But this particular recipe for bolognese sauce caught my eye because it contains neither red wine, stock nor bacon, ingredients which are so commonly found in a traditional ragu. I attempted this recipe out of curiosity and I have never looked back since. For me, this is the bolognese sauce which I have been trying to recreate at home for so many years and I happen to think the defining ingredient is freshly-ground beef.
Those who know me will know that I have a thing about minced meat. I find it spooky, especially the ones sold in plastic tubs in the supermarket. What exactly is minced meat? From which part (or parts) of the animal (or animals??) does it come from? Whenever a recipe calls for minced meat, I always go out of my way to make my own, and I have been doing this for as long as I can remember. In fact, my mother never bought minced meat either. I have vivid recollections of her mincing her own meat with a menacing Chinese meat cleaver in both hands, rapidly hacking away with such aggression that you wouldn’t want to disturb her on such occasions.
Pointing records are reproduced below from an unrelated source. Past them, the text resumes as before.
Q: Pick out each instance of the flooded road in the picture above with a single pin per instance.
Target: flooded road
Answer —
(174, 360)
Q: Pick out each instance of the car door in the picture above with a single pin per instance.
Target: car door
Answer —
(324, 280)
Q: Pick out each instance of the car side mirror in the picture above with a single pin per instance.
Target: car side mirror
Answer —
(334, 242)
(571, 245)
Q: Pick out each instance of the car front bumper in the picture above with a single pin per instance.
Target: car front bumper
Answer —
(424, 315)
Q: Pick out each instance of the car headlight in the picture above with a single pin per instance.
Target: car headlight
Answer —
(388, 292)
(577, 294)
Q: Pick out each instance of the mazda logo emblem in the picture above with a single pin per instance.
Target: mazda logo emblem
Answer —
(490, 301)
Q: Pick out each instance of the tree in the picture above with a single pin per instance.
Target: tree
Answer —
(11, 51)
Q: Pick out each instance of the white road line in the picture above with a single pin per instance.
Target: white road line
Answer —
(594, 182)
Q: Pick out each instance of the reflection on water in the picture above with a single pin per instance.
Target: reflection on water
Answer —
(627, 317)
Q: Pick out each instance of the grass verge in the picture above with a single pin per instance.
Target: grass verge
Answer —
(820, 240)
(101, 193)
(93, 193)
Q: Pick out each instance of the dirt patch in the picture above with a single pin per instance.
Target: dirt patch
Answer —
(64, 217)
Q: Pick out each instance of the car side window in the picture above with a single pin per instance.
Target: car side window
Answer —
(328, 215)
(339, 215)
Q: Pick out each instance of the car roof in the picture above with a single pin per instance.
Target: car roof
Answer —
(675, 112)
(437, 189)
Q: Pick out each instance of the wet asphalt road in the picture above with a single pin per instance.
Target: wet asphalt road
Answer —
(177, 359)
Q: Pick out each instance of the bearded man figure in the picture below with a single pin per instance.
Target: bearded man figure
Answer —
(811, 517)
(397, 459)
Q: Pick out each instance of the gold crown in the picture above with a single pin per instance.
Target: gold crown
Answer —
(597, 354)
I used to mince meat in my food processor; it does a decent job but the meat is likely to be very finely chopped in this method, almost paste-like if you process it for too long. The better approach is to use a proper meat grinder, and KitchenAid owners will rejoice in knowing that the meat grinder attachment does a fabulous job in grinding meat in coarse or fine textures. The simplest approach, of course, is to ask your butcher to grind the meat for you.
And the reason why I think freshly-ground mince tastes best is because you can choose the cut of meat yourself; selecting a good-quality cut of meat means that you can control both the flavour (some cuts of meat taste better than others) and know exactly what it is that you are eating. For this recipe, I like to use a cut of beef which the French and Swiss call entrecôte, which is termed as rib-eye or sirloin in other parts of the world. It is a flavourful cut of beef with a good amount of marbling, making it a good choice for a bolognese sauce which needs a robust, meaty base. The original recipe calls for topside steak, so you can also try this particular cut if it is available where you live.
I find that this recipe yields more or less enough for 4 adult serves, but it’s a good idea to double the quantities and freeze some sauce in portions to squirrel away in the freezer for those nights when only a big bowl of pasta will do.
Recipe inspired by Bill and Toni’s Restaurant, 72-74 Stanley Street, Darlinghurts, NSW, Australia
As published in Real Living Magazine, June 2012, page 159
Once you have made the Bolognese Sauce, you can serve it with any pasta of your choice.
The uses for Bolognese Sauce are endless. It’s lovely added to some béchamel sauce for a creamy pasta sauce, or you can go one step further and make a lasagne, substituting the tomato sauce for this Bolognese Sauce. I also sometimes use leftover Bolognese Sauce as a base for a Shepherd’s Pie, in which case I would add some mushrooms and frozen peas when reheating to make it a bit more substantial.